«Epítome
del presumido final de la utopía (Herbert Marcuse) y aurora de una nueva era,
Mayo del 68 remite a un sueño húmedo de una noche de primavera.
[...]
No cabe duda de que, ante cualquier circunstancia, cantar en grupo el himno Imagine compuesto por John Lennon, apelar a la empatía universal (♫Love, love, love♫), encender velas y organizar sentadas en la vía pública, empuñar una flor para frenar a las fuerzas policiales y militares, clamar por la paz planetaria, esbozar una sonrisa (o derramar unas lágrimas, según exija la ocasión) y repetir mantras y consignas de diseño posmoderno, constituyen modelos de publicidad, de “concienciación” y de actuación mucho más efectivos que esgrimir públicamente un sesudo argumento racional o una abstrusa estadística a fin de atraerse la simpatía de las masas. Quien se aplica a la ensoñación y se pierde en la nube de la imaginación, prefiere poner pie en pared (y resistir) que los pies en el suelo (y ponerse a la tarea cotidiana). [...]
Mayo del 68 fue una “vietnamita”, una maquinaria impresora de mitos y símbolos muy impactantes: contracultura, subversión de valores (expresión traspuesta de la transvalorización de los valores señalada por Friedrich Nietzsche), utopía, exaltación de lo joven y lo nuevo, el cambio por el cambio, tendencia a la seducción transgresora y presumiblemente provocativa, programa de microrrevoluciones en cadena (o revolución permanente), retroceso de los razonamientos en beneficio de las pegadizas consignas, etcétera. [...]
Mayo del 68 invoca la revolución de lo presente. El pasado no cuenta nada interesante (devaluación de lo clásico) y el futuro es concebido como una mezcolanza de ciega esperanza y turbio catastrofismo. [...]
Para el sesentayochismo, la cultura, el principal objetivo de
la “lucha continua”, es el mundo a conquistar, dando como resultado
el “mundo de la cultura”. Plan y legado concebidos a largo plazo, son
resistentes al paso del tiempo. Los políticos y los gobernantes cambian, pero
la “cultura” (básicamente, reducida a prontuario de creencias,
consignas, signos, propaganda) continúa. [...]
La cultura dominante en las sociedades desarrolladas, al tiempo que se eleva a categoría superlativa, es sentida, en realidad, como contracultura, abanico multicultural y hasta anticultura. Todo lo cual es proclamado por gran parte de las élites intelectuales como lo más natural del mundo.[...]

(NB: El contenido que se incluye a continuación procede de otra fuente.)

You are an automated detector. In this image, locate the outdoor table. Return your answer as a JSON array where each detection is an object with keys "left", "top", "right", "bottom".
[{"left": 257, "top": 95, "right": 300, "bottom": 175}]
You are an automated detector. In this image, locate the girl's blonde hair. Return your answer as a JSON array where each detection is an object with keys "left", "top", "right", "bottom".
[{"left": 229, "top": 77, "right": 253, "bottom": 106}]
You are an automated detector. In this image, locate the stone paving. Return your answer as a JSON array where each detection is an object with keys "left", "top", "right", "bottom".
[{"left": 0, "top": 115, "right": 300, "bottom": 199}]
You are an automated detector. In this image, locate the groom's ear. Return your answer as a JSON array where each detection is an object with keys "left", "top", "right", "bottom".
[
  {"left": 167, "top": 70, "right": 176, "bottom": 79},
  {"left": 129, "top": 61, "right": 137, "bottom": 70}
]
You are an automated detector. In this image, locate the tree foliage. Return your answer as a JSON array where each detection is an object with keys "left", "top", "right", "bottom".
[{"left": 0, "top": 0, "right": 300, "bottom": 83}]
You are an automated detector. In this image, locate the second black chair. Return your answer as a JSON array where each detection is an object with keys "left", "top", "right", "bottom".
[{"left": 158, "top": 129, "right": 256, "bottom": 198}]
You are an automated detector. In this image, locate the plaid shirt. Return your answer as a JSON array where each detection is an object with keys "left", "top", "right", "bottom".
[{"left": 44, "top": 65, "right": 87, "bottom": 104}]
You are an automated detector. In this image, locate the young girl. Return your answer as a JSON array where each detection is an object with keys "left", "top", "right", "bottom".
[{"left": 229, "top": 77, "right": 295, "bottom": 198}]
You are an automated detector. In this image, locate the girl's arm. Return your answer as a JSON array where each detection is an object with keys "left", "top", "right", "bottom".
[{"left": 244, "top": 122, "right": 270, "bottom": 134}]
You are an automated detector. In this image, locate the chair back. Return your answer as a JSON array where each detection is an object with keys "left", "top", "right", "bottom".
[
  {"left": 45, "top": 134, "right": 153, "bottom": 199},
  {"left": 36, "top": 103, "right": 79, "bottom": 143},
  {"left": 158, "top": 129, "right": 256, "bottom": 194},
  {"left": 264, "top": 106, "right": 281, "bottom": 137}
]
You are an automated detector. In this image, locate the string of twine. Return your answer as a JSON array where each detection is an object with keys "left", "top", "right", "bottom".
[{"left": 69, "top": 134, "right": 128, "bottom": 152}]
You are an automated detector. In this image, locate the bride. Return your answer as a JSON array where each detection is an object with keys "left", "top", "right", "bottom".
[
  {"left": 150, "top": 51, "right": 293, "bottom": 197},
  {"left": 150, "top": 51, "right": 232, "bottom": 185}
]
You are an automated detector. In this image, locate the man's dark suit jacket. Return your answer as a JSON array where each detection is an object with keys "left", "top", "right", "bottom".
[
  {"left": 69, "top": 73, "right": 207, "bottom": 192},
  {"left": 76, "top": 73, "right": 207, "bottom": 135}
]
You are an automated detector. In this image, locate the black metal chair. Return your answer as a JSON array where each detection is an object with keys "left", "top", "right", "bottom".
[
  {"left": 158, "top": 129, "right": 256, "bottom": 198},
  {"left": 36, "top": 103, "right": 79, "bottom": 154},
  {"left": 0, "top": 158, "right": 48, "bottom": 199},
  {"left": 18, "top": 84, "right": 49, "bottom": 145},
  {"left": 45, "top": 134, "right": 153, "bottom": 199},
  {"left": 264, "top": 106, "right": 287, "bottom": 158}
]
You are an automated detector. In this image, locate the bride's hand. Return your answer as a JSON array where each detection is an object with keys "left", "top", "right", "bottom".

Según el doctrinario básico derivado de los trepidantes años 60, lo natural es reaccionario (malo) y lo cultural, revolucionario (bueno). La evolución resulta así superada por la revolución. [...]
El revolucionario objetivo decimonónico de las sociedades sin clases ha sido ampliado al estatuto de sociedad sin distinciones (sinónimo de “discriminación”), en la que las diferencias son ensalzadas por el solo hecho de ser… diferentes. [...]
En la naturaleza de las cosas está el cambiar, es decir, el acontecer del cambio. No obstante, para la cultura a la contra, si las cosas no evolucionan, es porque no se las deja cambiar (actitud reaccionaria). Comoquiera que no se tiene paciencia para la espera y la maduración de los frutos, se las violenta y manipula en crudo (actitud revolucionaria). [...]
La sociedad no es, en efecto, un ente natural, sino un artefacto cultural. El problema socio-político que aquí surge interesa a las distintas perspectivas con las que encarar el devenir, el relevo de las generaciones, el proceso de la civilización (Norbert Elias): si renovación o innovación, si ponerse al día o estar al día, si flotar o empujar, etcétera. [...]
“Seamos realistas y pidamos lo imposible”. Esto se gritaba hace cincuenta años en los bulevares de París y otras zonas del globo. “Otro mundo es posible”, oímos exclamar hoy por doquier, y cosas todavía más ilusorias. A ver quién le explica a la masa airada que lo que no puede ser, no puede ser, y, además, es imposible.»